Disguising hate speech is Palin’s forte, but even she surpassed the gag threshold by rhetorically asking Obama supporters, “How’s that hopey, changey thing workin’ out for ya?” The mob went wild when she said that we needed a commander in chief and not a “law professor speaking at a lectern.” Although Palin was likely referring to Obama’s professorial “elitism,” judging from the Rebel Yell, her Southern audience probably took it in another way. See, in Tea Party world, they don’t like it when our Negroes go off to study law and start believing they know everything. But Sarah mindlessly continued to stoke the resentments of her all-white audience, and they responded like a crowd at a monster truck rally.
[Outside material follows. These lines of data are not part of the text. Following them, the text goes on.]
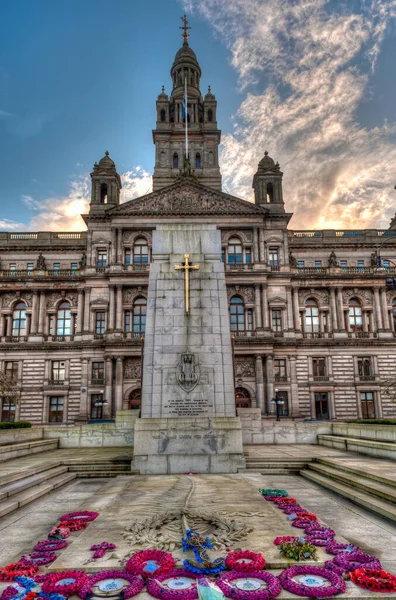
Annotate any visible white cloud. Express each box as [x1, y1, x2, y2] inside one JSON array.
[[184, 0, 396, 229]]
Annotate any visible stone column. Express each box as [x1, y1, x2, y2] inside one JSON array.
[[30, 290, 39, 334], [330, 287, 338, 331], [253, 227, 260, 263], [115, 356, 124, 412], [84, 288, 91, 333], [261, 283, 269, 329], [116, 285, 122, 331], [292, 288, 301, 331], [374, 287, 384, 330], [255, 354, 264, 414], [254, 283, 263, 329], [265, 354, 274, 414], [381, 288, 390, 330], [38, 292, 45, 334]]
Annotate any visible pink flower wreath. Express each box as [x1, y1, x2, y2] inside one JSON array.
[[216, 571, 282, 600], [78, 571, 144, 600], [225, 550, 265, 573]]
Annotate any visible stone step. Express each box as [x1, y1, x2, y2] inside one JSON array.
[[0, 466, 68, 500], [316, 458, 396, 487], [0, 439, 59, 462], [308, 463, 396, 504], [0, 473, 77, 517], [300, 469, 396, 521]]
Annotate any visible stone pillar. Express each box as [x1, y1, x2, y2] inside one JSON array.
[[254, 283, 263, 329], [330, 287, 338, 331], [30, 290, 39, 334], [115, 356, 124, 412], [84, 288, 91, 333], [76, 290, 84, 334], [253, 227, 260, 263], [265, 354, 274, 414], [261, 283, 269, 329], [374, 287, 384, 330], [255, 354, 264, 414], [381, 288, 390, 330], [292, 288, 301, 331], [337, 287, 345, 331], [116, 285, 122, 331], [286, 285, 295, 331]]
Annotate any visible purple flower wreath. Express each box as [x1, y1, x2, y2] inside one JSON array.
[[147, 569, 199, 600], [278, 565, 346, 598], [78, 571, 144, 600], [216, 571, 282, 600]]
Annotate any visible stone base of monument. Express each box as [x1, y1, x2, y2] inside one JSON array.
[[132, 417, 245, 475]]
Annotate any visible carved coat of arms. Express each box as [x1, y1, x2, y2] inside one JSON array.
[[176, 352, 200, 392]]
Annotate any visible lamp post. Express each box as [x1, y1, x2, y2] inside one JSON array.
[[271, 389, 284, 421]]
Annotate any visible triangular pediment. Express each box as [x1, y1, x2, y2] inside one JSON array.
[[106, 180, 267, 217]]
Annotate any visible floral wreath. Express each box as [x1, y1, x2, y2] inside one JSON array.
[[41, 571, 88, 596], [347, 569, 396, 592], [332, 550, 382, 573], [147, 569, 198, 600], [216, 571, 282, 600], [0, 561, 38, 581], [225, 550, 265, 573], [59, 510, 99, 522], [125, 550, 175, 577], [33, 540, 68, 552], [278, 565, 346, 598], [78, 571, 144, 600]]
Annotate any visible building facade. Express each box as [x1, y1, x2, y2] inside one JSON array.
[[0, 36, 396, 424]]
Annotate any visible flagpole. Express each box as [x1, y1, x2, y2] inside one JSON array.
[[184, 77, 188, 158]]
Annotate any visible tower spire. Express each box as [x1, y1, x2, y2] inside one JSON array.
[[179, 14, 191, 46]]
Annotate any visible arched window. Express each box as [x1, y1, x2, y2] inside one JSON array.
[[228, 237, 243, 265], [230, 296, 245, 331], [267, 182, 274, 203], [133, 238, 148, 265], [56, 302, 72, 335], [348, 298, 363, 331], [305, 298, 319, 333], [12, 302, 26, 337], [100, 183, 107, 204], [133, 298, 147, 333], [235, 388, 252, 408]]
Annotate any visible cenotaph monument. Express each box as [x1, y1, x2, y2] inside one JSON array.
[[133, 219, 245, 474]]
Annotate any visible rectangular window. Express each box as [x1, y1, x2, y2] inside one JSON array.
[[312, 357, 326, 377], [92, 361, 104, 383], [5, 360, 18, 383], [358, 356, 372, 378], [95, 311, 106, 334], [51, 360, 66, 383], [97, 249, 107, 267], [49, 396, 64, 423], [274, 358, 287, 381], [360, 392, 375, 419], [91, 394, 103, 419], [272, 310, 282, 331], [1, 398, 16, 423], [268, 248, 279, 267]]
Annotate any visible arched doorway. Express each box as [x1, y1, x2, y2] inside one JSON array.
[[235, 388, 252, 408], [128, 388, 142, 410]]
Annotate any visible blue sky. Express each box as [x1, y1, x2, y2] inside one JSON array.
[[0, 0, 396, 230]]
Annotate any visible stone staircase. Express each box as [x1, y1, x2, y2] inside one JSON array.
[[300, 458, 396, 521]]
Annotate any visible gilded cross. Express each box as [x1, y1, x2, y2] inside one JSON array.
[[179, 15, 191, 44], [175, 254, 199, 315]]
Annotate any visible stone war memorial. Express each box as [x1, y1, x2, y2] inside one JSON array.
[[0, 15, 396, 600]]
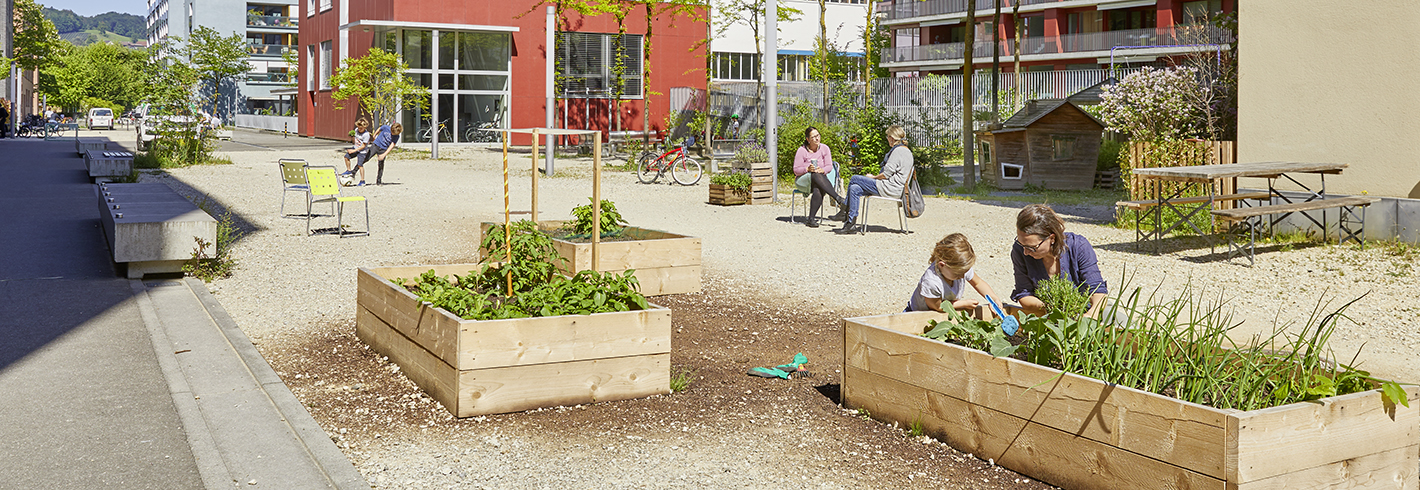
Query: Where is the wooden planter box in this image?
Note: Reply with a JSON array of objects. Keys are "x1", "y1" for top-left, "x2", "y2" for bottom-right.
[
  {"x1": 731, "y1": 162, "x2": 774, "y2": 205},
  {"x1": 710, "y1": 183, "x2": 750, "y2": 206},
  {"x1": 843, "y1": 312, "x2": 1420, "y2": 490},
  {"x1": 480, "y1": 222, "x2": 700, "y2": 295},
  {"x1": 355, "y1": 264, "x2": 670, "y2": 418}
]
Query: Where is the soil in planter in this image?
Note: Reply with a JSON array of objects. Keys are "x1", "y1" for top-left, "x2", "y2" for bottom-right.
[{"x1": 258, "y1": 278, "x2": 1049, "y2": 490}]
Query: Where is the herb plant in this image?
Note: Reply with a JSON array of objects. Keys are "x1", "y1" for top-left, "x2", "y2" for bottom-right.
[
  {"x1": 395, "y1": 220, "x2": 650, "y2": 320},
  {"x1": 572, "y1": 197, "x2": 626, "y2": 236}
]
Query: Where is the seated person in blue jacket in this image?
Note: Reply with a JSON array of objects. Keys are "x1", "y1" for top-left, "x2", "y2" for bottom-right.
[{"x1": 1011, "y1": 205, "x2": 1109, "y2": 318}]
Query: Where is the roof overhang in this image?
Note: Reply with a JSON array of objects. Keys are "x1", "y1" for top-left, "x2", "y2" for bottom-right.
[{"x1": 341, "y1": 20, "x2": 518, "y2": 33}]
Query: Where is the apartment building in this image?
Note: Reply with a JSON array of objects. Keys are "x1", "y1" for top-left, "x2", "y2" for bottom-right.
[
  {"x1": 146, "y1": 0, "x2": 300, "y2": 118},
  {"x1": 878, "y1": 0, "x2": 1237, "y2": 77},
  {"x1": 710, "y1": 0, "x2": 872, "y2": 81},
  {"x1": 298, "y1": 0, "x2": 707, "y2": 145}
]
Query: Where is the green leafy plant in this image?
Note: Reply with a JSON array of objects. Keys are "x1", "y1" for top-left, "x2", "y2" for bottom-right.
[
  {"x1": 395, "y1": 220, "x2": 650, "y2": 320},
  {"x1": 572, "y1": 197, "x2": 626, "y2": 236},
  {"x1": 710, "y1": 170, "x2": 754, "y2": 190},
  {"x1": 1035, "y1": 276, "x2": 1089, "y2": 318}
]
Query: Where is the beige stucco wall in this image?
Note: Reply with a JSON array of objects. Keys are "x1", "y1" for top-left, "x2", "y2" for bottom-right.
[{"x1": 1238, "y1": 0, "x2": 1420, "y2": 197}]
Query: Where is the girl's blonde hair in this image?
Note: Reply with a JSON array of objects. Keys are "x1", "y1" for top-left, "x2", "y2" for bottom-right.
[{"x1": 932, "y1": 233, "x2": 976, "y2": 274}]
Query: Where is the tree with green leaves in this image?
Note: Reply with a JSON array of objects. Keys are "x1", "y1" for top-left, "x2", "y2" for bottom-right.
[
  {"x1": 331, "y1": 48, "x2": 429, "y2": 126},
  {"x1": 183, "y1": 26, "x2": 251, "y2": 116}
]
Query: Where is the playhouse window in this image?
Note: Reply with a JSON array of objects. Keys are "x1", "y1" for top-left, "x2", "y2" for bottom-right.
[{"x1": 1051, "y1": 136, "x2": 1075, "y2": 162}]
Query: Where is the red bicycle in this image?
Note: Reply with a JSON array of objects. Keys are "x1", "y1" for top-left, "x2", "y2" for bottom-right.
[{"x1": 636, "y1": 139, "x2": 703, "y2": 186}]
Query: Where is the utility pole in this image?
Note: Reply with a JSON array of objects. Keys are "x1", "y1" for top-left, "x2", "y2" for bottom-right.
[{"x1": 961, "y1": 0, "x2": 977, "y2": 187}]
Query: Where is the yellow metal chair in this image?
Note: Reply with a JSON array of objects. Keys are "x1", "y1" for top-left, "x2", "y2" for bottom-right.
[
  {"x1": 278, "y1": 158, "x2": 311, "y2": 217},
  {"x1": 305, "y1": 166, "x2": 369, "y2": 237}
]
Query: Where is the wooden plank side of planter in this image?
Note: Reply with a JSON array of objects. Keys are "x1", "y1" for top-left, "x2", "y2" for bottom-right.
[
  {"x1": 843, "y1": 366, "x2": 1225, "y2": 490},
  {"x1": 355, "y1": 307, "x2": 459, "y2": 413},
  {"x1": 1231, "y1": 446, "x2": 1420, "y2": 490},
  {"x1": 457, "y1": 354, "x2": 670, "y2": 418},
  {"x1": 356, "y1": 264, "x2": 470, "y2": 365},
  {"x1": 843, "y1": 314, "x2": 1225, "y2": 479},
  {"x1": 456, "y1": 305, "x2": 670, "y2": 371},
  {"x1": 1228, "y1": 386, "x2": 1420, "y2": 484}
]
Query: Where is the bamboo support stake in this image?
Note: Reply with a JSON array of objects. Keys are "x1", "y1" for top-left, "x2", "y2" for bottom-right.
[
  {"x1": 592, "y1": 134, "x2": 602, "y2": 273},
  {"x1": 503, "y1": 132, "x2": 513, "y2": 297},
  {"x1": 533, "y1": 128, "x2": 537, "y2": 224}
]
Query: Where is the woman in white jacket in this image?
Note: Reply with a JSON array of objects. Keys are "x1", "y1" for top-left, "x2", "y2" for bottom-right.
[{"x1": 834, "y1": 125, "x2": 912, "y2": 234}]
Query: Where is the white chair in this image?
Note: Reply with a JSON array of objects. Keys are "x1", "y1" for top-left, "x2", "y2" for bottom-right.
[
  {"x1": 858, "y1": 169, "x2": 917, "y2": 234},
  {"x1": 790, "y1": 162, "x2": 843, "y2": 223}
]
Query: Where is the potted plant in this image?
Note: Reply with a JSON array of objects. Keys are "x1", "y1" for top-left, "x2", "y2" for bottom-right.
[
  {"x1": 710, "y1": 170, "x2": 754, "y2": 206},
  {"x1": 355, "y1": 222, "x2": 670, "y2": 418},
  {"x1": 842, "y1": 282, "x2": 1420, "y2": 489},
  {"x1": 483, "y1": 199, "x2": 700, "y2": 295}
]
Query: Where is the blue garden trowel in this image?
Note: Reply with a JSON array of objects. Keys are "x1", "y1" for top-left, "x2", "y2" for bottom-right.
[{"x1": 985, "y1": 295, "x2": 1021, "y2": 337}]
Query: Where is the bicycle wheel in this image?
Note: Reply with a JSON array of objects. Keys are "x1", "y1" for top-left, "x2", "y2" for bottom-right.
[
  {"x1": 670, "y1": 155, "x2": 701, "y2": 186},
  {"x1": 636, "y1": 153, "x2": 660, "y2": 183}
]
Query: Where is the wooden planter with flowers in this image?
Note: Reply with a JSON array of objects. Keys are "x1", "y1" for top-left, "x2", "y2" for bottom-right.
[
  {"x1": 842, "y1": 312, "x2": 1420, "y2": 490},
  {"x1": 355, "y1": 259, "x2": 670, "y2": 418}
]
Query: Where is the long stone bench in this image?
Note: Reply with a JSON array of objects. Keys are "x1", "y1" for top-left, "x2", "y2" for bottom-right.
[
  {"x1": 84, "y1": 149, "x2": 133, "y2": 180},
  {"x1": 94, "y1": 183, "x2": 217, "y2": 278}
]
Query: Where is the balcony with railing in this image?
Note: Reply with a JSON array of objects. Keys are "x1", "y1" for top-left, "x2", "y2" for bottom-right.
[
  {"x1": 247, "y1": 43, "x2": 295, "y2": 57},
  {"x1": 247, "y1": 14, "x2": 301, "y2": 30},
  {"x1": 878, "y1": 0, "x2": 1147, "y2": 21},
  {"x1": 247, "y1": 72, "x2": 291, "y2": 84},
  {"x1": 888, "y1": 26, "x2": 1233, "y2": 62}
]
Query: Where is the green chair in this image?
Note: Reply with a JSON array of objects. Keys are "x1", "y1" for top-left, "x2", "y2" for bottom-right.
[
  {"x1": 305, "y1": 166, "x2": 369, "y2": 239},
  {"x1": 278, "y1": 158, "x2": 311, "y2": 217}
]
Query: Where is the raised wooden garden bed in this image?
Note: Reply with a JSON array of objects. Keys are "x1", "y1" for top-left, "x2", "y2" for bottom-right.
[
  {"x1": 710, "y1": 183, "x2": 750, "y2": 206},
  {"x1": 731, "y1": 162, "x2": 774, "y2": 205},
  {"x1": 355, "y1": 264, "x2": 670, "y2": 418},
  {"x1": 843, "y1": 312, "x2": 1420, "y2": 490},
  {"x1": 481, "y1": 222, "x2": 700, "y2": 295}
]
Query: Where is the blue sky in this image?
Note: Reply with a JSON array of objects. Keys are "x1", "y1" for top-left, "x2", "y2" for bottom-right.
[{"x1": 38, "y1": 0, "x2": 148, "y2": 17}]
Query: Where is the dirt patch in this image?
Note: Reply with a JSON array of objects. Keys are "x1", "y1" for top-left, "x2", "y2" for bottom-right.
[{"x1": 263, "y1": 272, "x2": 1048, "y2": 489}]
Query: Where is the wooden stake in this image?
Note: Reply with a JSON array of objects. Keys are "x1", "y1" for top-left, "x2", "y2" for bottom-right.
[
  {"x1": 592, "y1": 134, "x2": 602, "y2": 271},
  {"x1": 503, "y1": 132, "x2": 513, "y2": 292},
  {"x1": 533, "y1": 128, "x2": 537, "y2": 224}
]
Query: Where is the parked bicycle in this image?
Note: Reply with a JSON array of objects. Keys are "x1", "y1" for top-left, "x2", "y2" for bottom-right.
[
  {"x1": 636, "y1": 138, "x2": 703, "y2": 186},
  {"x1": 419, "y1": 119, "x2": 453, "y2": 142}
]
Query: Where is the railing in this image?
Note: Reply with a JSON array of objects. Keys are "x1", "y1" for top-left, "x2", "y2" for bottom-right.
[
  {"x1": 247, "y1": 44, "x2": 295, "y2": 57},
  {"x1": 889, "y1": 26, "x2": 1233, "y2": 62},
  {"x1": 247, "y1": 14, "x2": 300, "y2": 28},
  {"x1": 247, "y1": 72, "x2": 291, "y2": 84}
]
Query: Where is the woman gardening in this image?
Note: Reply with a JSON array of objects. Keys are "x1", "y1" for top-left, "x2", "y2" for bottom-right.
[
  {"x1": 1011, "y1": 205, "x2": 1109, "y2": 318},
  {"x1": 834, "y1": 125, "x2": 912, "y2": 234},
  {"x1": 794, "y1": 126, "x2": 843, "y2": 229}
]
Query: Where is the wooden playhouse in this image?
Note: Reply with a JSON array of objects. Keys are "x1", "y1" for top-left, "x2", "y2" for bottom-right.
[{"x1": 978, "y1": 99, "x2": 1105, "y2": 190}]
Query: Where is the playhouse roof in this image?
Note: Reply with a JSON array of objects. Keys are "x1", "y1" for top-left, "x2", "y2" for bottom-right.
[{"x1": 993, "y1": 98, "x2": 1108, "y2": 132}]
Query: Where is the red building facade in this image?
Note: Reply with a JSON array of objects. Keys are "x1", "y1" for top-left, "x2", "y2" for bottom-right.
[{"x1": 298, "y1": 0, "x2": 707, "y2": 145}]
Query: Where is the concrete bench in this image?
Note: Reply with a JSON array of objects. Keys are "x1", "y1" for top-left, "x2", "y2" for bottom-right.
[
  {"x1": 84, "y1": 149, "x2": 133, "y2": 180},
  {"x1": 95, "y1": 183, "x2": 217, "y2": 278},
  {"x1": 74, "y1": 138, "x2": 108, "y2": 156},
  {"x1": 1213, "y1": 196, "x2": 1380, "y2": 266}
]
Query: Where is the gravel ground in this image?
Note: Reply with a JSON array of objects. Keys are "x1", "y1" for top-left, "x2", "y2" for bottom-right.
[{"x1": 143, "y1": 139, "x2": 1420, "y2": 489}]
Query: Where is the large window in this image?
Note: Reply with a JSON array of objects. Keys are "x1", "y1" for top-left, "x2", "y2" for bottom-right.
[{"x1": 557, "y1": 33, "x2": 643, "y2": 99}]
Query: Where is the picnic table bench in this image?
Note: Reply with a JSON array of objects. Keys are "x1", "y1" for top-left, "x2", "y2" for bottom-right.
[{"x1": 1213, "y1": 196, "x2": 1380, "y2": 266}]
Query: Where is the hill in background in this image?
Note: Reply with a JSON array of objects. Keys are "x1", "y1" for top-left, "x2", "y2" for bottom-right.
[{"x1": 44, "y1": 7, "x2": 148, "y2": 45}]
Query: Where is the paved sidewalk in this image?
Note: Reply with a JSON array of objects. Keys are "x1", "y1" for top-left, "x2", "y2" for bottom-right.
[{"x1": 0, "y1": 139, "x2": 369, "y2": 489}]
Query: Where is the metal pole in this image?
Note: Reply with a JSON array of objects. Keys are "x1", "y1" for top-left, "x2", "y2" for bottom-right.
[
  {"x1": 533, "y1": 6, "x2": 557, "y2": 174},
  {"x1": 764, "y1": 0, "x2": 780, "y2": 202}
]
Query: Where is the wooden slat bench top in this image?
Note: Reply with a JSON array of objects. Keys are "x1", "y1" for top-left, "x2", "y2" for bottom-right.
[
  {"x1": 1213, "y1": 196, "x2": 1380, "y2": 222},
  {"x1": 1133, "y1": 162, "x2": 1348, "y2": 182},
  {"x1": 1115, "y1": 190, "x2": 1272, "y2": 209}
]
The degree of racial animus varies throughout the South, but nothing much has changed in the way of visceral attitudes. In Memphis, where there is racial voting parity, public jibes are now couched in prosaic phrases, because it’s not acceptable any longer to be openly racist (unless you’re former mayor W.W. Herenton, who makes up his own rules). In Nashville, they have no such restraint. I never witnessed more blatant racism anywhere than in my decade of living in the Music City. So it was appropriate that the Tea Party Convention was held at Opryland. The conventioneers have convinced themselves that they are the “real” Americans and the true “patriots” upon whose shoulders falls the duty of purging the government of subversive elements. So did the Dixiecrats, the McCarthyites, and the Wallace devotees. The only difference now is that the reactionaries have a pretty face to follow straight to hell. After a season of slander and worse, this bunch has revealed its true nature, and just like Johnny Nash, “I can see clearly now.” But don’t attempt to disguise yourselves as “fiscal conservatives” or “small-government libertarians” when you’re nothing more than another movement in a long line of misinformed lynch mobs. If knowledge is power, then knowledge of history is the power to avert bullshit when you see it coming. There’s an enormous mudslide on the way.